Cracking Down. The Oct. 5 abduction of Cross—the first political kidnaping to occur north of the Rio Grande—set in motion a series of events that shocked the world. Acting with unflinching determination, Prime Minister Pierre Trudeau rejected the terrorists' initial extravagant demands for Cross' release: $500,000 in gold bullion, plus transport and safe conduct for 23 jailed F.L.Q. thugs to Cuba or Algeria. After the ransom was denied, another group of kidnapers then abducted Quebec Labor Minister Pierre Laporte, prompting Trudeau to crack down really hard. Under a little-used World War I security measure, the Prime Minister invoked emergency police powers —something that had never been done in peacetime in tolerant, democratic Canada—and sent battalions of special police and troops into Quebec to deal with what he called an "insurrection, real or apprehended." The F.L.Q.'s response was swift and savage. Less than two days after Trudeau's action, Laporte was found in the trunk of a car, dead by strangulation. Little hope was held out that Jasper Cross would ever be found alive.
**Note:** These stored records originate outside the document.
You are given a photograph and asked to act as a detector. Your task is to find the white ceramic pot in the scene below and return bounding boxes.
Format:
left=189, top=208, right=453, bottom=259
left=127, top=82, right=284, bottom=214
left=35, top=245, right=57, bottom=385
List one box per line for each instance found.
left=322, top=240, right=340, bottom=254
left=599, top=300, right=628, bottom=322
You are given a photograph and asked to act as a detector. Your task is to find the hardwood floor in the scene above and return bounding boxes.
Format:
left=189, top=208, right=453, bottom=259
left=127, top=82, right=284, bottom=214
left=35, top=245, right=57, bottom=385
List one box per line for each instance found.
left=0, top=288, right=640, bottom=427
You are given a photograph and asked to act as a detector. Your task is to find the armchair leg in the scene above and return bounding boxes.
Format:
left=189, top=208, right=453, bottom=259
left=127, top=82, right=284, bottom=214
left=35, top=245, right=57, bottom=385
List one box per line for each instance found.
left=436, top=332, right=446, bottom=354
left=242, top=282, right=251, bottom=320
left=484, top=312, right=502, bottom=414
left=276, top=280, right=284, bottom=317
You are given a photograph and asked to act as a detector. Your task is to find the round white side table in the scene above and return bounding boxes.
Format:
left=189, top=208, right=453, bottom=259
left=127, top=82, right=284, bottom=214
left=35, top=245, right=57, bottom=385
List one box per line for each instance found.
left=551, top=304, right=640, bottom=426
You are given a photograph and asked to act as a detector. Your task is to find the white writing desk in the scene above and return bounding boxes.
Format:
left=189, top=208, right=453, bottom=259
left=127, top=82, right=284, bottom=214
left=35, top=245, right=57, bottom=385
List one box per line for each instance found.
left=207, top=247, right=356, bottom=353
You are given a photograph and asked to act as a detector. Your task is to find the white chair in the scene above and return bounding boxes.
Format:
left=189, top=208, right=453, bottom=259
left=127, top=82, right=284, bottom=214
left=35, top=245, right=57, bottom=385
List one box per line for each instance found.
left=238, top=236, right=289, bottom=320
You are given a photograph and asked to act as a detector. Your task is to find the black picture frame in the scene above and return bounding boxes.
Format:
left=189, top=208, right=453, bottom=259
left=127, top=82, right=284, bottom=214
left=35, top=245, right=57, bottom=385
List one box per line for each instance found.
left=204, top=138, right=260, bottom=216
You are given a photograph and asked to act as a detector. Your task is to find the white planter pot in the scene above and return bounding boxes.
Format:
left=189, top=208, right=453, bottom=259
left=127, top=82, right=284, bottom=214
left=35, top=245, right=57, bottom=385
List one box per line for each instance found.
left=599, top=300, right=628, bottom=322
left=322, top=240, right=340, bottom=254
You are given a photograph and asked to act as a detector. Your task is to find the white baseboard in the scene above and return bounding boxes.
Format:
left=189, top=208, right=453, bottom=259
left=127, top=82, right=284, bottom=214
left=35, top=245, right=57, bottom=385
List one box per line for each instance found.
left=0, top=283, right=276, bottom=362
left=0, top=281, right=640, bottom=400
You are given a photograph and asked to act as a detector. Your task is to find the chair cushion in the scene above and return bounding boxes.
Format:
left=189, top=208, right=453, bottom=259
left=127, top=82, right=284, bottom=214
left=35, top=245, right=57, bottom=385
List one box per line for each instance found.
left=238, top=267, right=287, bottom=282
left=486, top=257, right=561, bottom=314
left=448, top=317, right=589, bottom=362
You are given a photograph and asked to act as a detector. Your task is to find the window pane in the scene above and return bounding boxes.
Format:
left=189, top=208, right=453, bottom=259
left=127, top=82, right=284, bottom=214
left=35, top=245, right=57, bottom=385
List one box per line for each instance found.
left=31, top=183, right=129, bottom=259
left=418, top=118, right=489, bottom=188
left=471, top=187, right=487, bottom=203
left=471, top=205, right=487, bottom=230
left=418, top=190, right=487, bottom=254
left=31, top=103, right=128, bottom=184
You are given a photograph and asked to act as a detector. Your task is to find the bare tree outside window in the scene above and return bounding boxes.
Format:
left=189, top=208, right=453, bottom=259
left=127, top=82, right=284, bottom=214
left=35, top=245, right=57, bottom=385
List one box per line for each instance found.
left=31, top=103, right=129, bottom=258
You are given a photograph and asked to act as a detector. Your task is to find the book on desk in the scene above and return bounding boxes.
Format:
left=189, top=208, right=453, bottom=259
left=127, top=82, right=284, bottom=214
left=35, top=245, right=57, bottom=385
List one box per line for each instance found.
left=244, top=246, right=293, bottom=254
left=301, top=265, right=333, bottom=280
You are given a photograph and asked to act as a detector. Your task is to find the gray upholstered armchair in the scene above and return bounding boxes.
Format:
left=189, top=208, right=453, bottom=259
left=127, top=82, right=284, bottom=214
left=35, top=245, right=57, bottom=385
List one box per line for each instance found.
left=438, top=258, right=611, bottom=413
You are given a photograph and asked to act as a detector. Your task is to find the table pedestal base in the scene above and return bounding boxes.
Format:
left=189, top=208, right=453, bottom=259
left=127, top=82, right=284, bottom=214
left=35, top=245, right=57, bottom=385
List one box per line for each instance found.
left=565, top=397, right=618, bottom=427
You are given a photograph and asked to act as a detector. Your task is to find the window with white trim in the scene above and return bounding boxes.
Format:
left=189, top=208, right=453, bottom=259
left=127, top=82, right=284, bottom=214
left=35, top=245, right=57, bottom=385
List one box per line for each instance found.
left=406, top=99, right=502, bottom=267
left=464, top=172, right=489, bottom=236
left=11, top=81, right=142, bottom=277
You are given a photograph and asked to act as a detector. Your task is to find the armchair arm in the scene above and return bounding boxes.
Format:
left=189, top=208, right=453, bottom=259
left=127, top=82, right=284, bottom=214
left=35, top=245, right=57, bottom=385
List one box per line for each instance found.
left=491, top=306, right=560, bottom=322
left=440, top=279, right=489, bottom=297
That Cross could be kept hidden in an ordinary apartment just ten miles from downtown Montreal for two solid months suggested that the Canadian police were rather sorry sleuths. They also did badly in one of thousands of raids carried out under the 1914 wartime-security act. Police searching for an F.L.Q. suspect named Gerard Pelletier stormed into the rambling Montreal residence of Canadian Secretary of State Gerard Pelletier.

In the house of another suspect, the police found a telephone number on a scrap of paper; the same number had turned up in other raids. Incredibly, 19 days passed before anyone got around to tracing the number. Sure enough, when the police finally did so, they nabbed another suspect, Bernard Lortie, who admitted his role in the Laporte kidnaping and even named his accomplices. But he neglected to reveal that the accomplices were in the house all the time he was talking, hiding behind a false wall in a closet. When the police padlocked the front door and left, the hoods crawled out of their hiding place and quietly slipped out the back.